- Genre: Crime thriller
- Written by: Namesh Dubey
- Directed by: Ajay Bhuyan
- Starring: see below
- Music by: Joash Benedict; Reuel Benedict;
- Country of origin: India
- Original language: Hindi
- No. of seasons: 1
- No. of episodes: 11

Production
- Producer: Deepak Dhar
- Cinematography: Shanu Singh Rajput; Manojh Reddy Katasani;
- Editors: Bhupesh 'Micky' Sharma; Faruk Yusuf Akayran;
- Running time: 20-40 minutes
- Production company: Banijay Asia

Original release
- Network: MX Player
- Release: 18 November 2021

= Matsya Kaand =

Indian Crime thriller television series

Matsya Kaand is an Indian Hindi-language crime thriller television series produced under the banner of Banijay Asia. The series stars Ravi Dubey, Ravi Kishan, Piyush Mishra, Zoya Afroz, Madhur Mittal, Rajesh Sharma and Naved Aslam. It premiered on MX Player on 18 November 2021.

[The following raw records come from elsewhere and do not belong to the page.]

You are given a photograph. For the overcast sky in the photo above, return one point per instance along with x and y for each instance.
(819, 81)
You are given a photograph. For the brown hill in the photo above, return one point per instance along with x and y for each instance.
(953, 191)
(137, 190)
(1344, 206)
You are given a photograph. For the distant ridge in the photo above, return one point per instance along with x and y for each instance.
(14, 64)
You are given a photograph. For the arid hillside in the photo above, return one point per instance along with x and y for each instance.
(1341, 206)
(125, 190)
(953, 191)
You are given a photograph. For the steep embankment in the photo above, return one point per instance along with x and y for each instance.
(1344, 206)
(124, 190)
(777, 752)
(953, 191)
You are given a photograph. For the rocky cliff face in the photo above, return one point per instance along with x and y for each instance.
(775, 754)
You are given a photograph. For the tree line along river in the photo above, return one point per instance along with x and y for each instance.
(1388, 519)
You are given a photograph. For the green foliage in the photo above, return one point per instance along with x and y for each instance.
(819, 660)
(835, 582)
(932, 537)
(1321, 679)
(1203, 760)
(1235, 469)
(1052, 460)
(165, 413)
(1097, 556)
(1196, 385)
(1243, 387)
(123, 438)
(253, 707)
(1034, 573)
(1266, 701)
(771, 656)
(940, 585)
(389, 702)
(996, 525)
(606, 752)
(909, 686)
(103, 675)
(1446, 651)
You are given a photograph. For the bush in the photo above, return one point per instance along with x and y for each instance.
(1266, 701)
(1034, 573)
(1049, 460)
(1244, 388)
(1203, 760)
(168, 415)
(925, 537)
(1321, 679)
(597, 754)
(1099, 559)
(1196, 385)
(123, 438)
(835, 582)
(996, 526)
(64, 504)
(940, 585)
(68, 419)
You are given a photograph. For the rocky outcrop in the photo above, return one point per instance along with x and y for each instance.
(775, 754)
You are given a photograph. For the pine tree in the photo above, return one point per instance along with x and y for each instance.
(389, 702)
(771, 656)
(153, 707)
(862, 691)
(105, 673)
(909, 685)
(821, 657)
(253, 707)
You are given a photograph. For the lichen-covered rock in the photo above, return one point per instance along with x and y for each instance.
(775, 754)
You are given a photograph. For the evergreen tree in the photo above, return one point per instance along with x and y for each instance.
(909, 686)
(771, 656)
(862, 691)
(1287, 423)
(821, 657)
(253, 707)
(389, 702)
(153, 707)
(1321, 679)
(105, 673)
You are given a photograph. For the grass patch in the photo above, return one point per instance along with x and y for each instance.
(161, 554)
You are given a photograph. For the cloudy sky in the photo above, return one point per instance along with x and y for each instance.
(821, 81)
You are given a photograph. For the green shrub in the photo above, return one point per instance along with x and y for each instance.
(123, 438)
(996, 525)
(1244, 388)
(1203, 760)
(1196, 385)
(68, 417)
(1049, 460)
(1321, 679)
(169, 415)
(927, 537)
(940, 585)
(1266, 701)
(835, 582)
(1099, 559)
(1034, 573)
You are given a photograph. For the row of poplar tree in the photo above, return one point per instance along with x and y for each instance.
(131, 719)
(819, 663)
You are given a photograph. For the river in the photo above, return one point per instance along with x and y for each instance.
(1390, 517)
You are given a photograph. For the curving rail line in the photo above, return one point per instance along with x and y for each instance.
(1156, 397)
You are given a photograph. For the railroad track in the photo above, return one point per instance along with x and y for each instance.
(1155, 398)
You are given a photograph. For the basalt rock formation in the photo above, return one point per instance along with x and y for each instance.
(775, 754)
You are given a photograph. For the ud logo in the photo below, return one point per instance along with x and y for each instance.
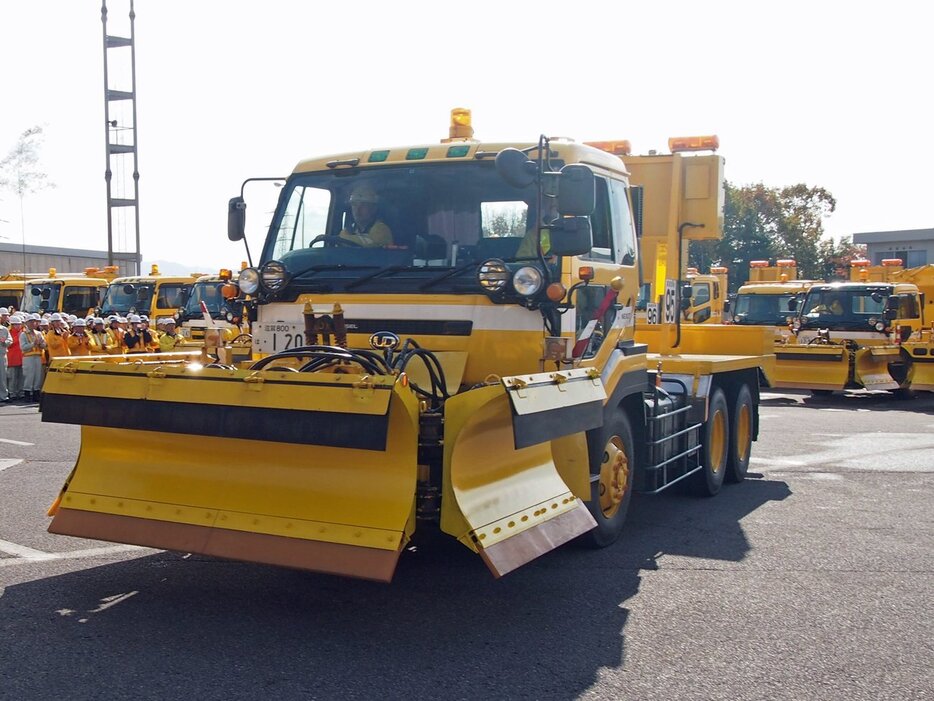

In December 2021, It was reported that the show crossed 100 million views since its release.

== Plot ==
Matsya Thada is an honourable con artist, who instead of using his brawn, conducts his 'kaand' with aptitude, intelligence, and charm. He's known for pulling off some of the country's most daring and biggest cons, and he always manages to get past the cops as he moves from one operation to the next. However, fate throws him a new curveball when ACP Tejraj Singh is given charge of his case. Matsya challenges ACP Tejraj to catch him if he can, which leads to a game of cat and mouse that will surely keep you on the edge of your seat. Will ACP Tejraj succeed, or will Matsya win yet again?

== Cast ==
- Ravi Dubey as Matsya
- Ravi Kishan as ACP Tejraj
- Piyush Mishra
- Zoya Afroz
- Madhur Mittal
- Rajesh Sharma
- Naved Aslam

== Production ==
The series was announced by Banijay Asia, consisting of eleven episodes for MX Player. Ravi Dubey, Ravi Kishan, Piyush Mishra, Zoya Afroz, Madhur Mittal, Rajesh Sharma and Naved Aslam joined the cast. The principal photography of the series commenced in 2021 and were primarily shot in Delhi, Meerut, Sambhar and Jaipur. Ravi Dubey and Ravi Kishan promoted the series on Bigg Boss 15.

==Reception==
Sunidhi Prajapat of OTT Play rated the series 2.5/5 stars. Hiren Kotwani of The Times of India rated the series 3/5 stars.

The series was reviewed by Manisha Lakhe for Moneycontrol.